[Automated-testing] Structured feeds

Fri Nov 8 06:52:57 PST 2019

On Fri, Nov 08, 2019 at 09:05:02AM +0100, Dmitry Vyukov wrote:
> On Thu, Nov 7, 2019 at 9:53 PM Don Zickus <dzickus at redhat.com> wrote:
> >
> > On Tue, Nov 05, 2019 at 11:02:21AM +0100, Dmitry Vyukov wrote:
> > > Hi,
> > >
> > > This is another follow up after Lyon meetings. The main discussion was
> > > mainly around email process (attestation, archival, etc):
> > > https://lore.kernel.org/workflows/20191030032141.6f06c00e@lwn.net/T/#t
> > >
> > > I think providing info in a structured form is the key for allowing
> > > building more tooling and automation at a reasonable price. So I
> > > discussed with CI/Gerrit people and Konstantin how the structured
> > > information can fit into the current "feeds model" and what would be
> > > the next steps for bringing it to life.
> > >
> > > Here is the outline of the idea.
> > > The current public inbox format is a git repo with refs/heads/master
> > > that contains a single file "m" in RFC822 format. We add
> > > refs/heads/json with a single file "j" that contains structured data
> > > in JSON format. 2 separate branches b/c some clients may want to fetch
> > > just one of them.
> > >
> > > Current clients will only create plain text "m" entry. However, newer
> > > clients can also create a parallel "j" entry with the same info in
> > > structured form. "m" and "j" are cross-referenced using the
> > > Message-ID. It's OK to have only "m", or both, but not only "j" (any
> > > client needs to generate at least some text representation for every
> > > message).
> >
> > Interesting idea.
> >
> > One of the nuisances of email is the client tools have quirks.  In Red Hat,
> > we have used patchworkV1 for quite a long time.  These email client 'quirks'
> > broke a lot of expectations in the database leading us to fix the tool and
> > manually clean up the data.
> >
> > In the case of translating to a 'j' file.  What happens if the data is
> > incorrectly translated due to client 'quirks'?  Is it expected the 'j' data
> > is manually reviewed before committing (probably not).  Or is it left alone
> > as-is? Or a follow-on 'j' change is committed?
> 
> Good point.
> I would expect that eventually there will be updates to the format and
> new version. Which is easy to add to json with "version":2 attribute.
> Code that parses these messages will need to keep quirks for older
> formats.
> Realistically nobody will review the data (besides the initial
> testing). I guess in the end it depends on (1) how bad it's screwed,
> (2) if correct data is preserved in at least some form or not
> (consider a client pushes bad structured data, but it's also
> misrepresented in the plain text form, or simply missing there).
> Fixing up data later is not possible. Appending corrections is possible.
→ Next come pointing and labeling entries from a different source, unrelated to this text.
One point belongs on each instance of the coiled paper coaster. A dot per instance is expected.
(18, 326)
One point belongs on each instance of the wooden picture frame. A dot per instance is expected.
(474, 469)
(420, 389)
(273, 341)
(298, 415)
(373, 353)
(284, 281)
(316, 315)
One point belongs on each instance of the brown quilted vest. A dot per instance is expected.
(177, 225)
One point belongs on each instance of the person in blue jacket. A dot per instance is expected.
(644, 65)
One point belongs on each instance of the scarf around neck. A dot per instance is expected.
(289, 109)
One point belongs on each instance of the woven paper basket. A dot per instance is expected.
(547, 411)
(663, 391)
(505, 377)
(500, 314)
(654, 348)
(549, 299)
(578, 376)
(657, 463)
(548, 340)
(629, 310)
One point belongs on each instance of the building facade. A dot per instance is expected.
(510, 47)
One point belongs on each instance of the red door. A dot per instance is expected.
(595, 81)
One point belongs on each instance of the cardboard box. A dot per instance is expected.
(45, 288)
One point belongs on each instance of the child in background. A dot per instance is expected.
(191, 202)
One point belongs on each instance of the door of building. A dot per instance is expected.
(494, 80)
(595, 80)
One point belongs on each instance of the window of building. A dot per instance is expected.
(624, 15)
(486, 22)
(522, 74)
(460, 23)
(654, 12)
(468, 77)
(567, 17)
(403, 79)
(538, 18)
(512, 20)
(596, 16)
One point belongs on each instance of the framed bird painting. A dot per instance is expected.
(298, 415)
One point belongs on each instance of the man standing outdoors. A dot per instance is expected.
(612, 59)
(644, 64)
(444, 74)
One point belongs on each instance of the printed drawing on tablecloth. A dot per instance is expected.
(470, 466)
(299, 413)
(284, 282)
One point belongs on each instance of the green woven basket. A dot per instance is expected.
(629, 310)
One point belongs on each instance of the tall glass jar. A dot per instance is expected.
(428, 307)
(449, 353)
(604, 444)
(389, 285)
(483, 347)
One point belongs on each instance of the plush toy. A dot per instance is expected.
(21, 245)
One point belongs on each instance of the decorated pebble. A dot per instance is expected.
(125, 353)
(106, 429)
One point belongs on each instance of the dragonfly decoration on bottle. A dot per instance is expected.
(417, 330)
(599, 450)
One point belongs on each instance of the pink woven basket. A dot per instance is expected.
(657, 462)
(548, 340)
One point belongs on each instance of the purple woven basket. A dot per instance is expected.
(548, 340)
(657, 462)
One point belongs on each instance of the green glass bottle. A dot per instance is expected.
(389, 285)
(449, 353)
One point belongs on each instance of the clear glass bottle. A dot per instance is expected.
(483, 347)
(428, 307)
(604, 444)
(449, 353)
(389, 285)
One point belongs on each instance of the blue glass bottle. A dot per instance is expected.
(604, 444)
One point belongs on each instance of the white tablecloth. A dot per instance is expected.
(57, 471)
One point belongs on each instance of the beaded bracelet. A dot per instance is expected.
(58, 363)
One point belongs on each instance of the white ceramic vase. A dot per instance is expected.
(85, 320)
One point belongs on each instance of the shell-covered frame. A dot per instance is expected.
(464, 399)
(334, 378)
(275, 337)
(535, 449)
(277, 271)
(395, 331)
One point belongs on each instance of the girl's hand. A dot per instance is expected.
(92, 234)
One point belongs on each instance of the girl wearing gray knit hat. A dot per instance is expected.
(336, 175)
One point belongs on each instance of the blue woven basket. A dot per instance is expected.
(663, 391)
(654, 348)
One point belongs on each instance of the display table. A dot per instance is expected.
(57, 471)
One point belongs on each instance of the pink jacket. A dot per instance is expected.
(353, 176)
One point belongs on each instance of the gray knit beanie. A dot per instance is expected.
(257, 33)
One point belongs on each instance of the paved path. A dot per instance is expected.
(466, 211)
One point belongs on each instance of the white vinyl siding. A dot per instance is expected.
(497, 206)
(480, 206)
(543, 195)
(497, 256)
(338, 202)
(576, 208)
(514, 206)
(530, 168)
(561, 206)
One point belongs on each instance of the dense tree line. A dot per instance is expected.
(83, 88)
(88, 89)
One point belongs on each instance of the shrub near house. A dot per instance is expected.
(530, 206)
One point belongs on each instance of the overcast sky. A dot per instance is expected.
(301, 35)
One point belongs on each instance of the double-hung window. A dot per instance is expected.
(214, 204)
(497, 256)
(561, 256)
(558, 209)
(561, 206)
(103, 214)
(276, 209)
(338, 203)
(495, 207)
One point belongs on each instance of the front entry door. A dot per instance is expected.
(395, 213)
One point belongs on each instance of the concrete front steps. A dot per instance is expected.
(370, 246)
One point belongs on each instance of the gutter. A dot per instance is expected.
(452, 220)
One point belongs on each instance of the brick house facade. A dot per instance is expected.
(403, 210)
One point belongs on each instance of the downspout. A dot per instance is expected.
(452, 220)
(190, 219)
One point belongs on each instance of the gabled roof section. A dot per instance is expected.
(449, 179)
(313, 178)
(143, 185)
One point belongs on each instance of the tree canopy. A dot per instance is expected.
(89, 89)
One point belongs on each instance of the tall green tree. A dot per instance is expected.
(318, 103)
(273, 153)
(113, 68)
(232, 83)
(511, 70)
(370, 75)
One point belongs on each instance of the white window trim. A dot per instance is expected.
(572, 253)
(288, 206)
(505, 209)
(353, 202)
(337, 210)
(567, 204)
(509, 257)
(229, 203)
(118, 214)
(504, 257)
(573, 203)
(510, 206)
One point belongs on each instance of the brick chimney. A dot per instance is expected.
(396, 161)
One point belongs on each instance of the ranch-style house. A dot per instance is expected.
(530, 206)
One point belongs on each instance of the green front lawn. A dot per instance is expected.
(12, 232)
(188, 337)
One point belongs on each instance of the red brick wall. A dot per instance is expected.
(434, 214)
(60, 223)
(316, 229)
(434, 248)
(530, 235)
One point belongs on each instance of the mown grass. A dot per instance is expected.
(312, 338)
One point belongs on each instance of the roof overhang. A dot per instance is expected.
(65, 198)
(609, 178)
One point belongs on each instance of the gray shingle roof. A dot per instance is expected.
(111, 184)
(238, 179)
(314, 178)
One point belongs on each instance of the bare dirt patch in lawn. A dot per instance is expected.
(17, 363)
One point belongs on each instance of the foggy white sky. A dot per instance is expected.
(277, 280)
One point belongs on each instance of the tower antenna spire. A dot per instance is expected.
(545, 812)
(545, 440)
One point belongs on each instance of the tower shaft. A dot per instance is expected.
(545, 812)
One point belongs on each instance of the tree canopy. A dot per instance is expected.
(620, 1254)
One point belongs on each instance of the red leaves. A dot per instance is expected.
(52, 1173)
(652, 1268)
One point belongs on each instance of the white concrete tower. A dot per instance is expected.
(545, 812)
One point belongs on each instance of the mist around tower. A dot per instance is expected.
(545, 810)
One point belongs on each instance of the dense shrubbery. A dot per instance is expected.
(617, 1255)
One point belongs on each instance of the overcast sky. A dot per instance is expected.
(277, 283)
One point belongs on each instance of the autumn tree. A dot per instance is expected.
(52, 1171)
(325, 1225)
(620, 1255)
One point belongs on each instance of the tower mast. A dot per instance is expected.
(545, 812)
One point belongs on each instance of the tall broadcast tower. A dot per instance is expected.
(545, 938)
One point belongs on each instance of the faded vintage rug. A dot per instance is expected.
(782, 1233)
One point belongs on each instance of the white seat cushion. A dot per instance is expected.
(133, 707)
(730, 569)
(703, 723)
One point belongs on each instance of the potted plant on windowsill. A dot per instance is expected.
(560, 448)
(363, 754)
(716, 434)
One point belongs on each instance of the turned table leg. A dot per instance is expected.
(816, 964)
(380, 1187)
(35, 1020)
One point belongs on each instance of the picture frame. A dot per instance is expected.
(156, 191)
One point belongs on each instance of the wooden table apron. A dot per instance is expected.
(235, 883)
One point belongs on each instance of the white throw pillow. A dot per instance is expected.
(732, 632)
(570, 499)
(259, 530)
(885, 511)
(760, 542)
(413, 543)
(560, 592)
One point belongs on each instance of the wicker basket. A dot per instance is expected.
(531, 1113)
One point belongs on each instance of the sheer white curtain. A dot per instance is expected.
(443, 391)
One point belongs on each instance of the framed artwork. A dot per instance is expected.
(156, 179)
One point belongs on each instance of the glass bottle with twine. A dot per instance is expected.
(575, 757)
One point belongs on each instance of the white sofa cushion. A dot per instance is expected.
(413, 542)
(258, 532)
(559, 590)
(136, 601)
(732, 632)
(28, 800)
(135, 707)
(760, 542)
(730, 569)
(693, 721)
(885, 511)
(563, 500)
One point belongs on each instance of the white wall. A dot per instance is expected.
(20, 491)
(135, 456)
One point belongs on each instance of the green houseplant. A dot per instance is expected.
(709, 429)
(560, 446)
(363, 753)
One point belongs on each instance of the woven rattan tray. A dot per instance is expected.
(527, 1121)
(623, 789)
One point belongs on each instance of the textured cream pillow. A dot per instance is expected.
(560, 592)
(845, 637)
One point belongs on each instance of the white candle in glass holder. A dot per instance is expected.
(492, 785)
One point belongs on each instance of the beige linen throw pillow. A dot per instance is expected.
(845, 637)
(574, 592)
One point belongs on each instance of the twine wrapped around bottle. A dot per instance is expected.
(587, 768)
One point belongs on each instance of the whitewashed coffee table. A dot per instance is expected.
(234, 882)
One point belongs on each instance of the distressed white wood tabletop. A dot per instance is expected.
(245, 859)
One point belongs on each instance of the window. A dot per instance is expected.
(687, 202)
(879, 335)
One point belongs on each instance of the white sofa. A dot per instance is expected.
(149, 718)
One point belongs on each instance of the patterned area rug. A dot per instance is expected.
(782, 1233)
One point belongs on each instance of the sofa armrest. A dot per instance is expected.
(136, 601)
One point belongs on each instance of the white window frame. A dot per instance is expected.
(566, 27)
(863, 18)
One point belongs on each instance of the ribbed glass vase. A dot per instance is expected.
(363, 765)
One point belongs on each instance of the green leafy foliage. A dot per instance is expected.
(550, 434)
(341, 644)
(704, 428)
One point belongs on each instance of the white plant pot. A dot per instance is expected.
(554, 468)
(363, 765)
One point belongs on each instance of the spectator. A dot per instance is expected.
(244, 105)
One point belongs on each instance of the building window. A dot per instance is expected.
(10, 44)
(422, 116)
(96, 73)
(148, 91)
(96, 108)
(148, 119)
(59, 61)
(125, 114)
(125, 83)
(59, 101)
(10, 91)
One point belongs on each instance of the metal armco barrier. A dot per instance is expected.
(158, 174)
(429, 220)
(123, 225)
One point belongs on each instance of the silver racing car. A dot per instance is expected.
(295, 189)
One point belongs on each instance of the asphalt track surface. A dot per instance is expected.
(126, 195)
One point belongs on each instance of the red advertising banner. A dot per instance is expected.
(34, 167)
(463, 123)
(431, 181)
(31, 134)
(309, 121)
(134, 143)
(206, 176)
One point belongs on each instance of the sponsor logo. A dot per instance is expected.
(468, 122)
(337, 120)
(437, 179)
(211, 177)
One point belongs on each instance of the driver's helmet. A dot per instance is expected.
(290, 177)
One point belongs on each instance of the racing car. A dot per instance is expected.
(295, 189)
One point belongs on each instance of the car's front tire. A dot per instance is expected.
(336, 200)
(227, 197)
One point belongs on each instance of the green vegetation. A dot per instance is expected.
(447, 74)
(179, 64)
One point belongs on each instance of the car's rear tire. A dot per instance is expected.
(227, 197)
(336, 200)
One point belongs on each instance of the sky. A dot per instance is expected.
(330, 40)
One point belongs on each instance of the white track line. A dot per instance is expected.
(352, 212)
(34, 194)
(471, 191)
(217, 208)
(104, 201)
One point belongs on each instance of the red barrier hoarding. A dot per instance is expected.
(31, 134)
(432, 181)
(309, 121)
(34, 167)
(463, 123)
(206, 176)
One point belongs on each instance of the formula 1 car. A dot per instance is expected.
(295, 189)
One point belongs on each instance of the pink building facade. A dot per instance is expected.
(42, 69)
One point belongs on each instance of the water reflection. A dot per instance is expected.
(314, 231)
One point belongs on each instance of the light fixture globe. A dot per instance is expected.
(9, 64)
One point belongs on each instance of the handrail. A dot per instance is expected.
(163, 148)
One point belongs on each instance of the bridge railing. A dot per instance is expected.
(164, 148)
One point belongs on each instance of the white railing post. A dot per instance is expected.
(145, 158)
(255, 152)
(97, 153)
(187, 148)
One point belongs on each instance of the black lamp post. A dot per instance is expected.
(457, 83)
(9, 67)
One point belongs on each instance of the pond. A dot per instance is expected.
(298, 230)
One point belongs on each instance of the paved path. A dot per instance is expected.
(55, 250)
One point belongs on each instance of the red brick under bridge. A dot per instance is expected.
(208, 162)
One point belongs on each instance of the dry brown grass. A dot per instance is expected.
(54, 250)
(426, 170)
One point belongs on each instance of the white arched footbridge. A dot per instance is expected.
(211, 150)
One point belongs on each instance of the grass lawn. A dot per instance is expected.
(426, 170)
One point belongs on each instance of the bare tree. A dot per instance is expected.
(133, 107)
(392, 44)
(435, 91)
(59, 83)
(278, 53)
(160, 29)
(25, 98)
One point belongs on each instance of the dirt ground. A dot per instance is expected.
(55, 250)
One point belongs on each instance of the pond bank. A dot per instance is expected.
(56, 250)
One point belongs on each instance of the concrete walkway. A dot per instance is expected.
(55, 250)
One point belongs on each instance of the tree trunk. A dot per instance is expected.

Ok.  Yeah, in my head I was thinking the data is largely right, just
occasionally 1 or 2 fields was misrepresented due to bad client tool or
human error in the text.

In Red Hat was use internal metadata for checking our patches through our
process (namely Bugzilla id).  It isn't unusual for someone to accidentally
fat-finger the bugzilla id when posting their patch.

I was thinking if there is a follow-on 'type' that appends corrections as you
stated, say 'type: correction' that 'corrects the original data.  This would
have to be linked through message-id or some unique identifier.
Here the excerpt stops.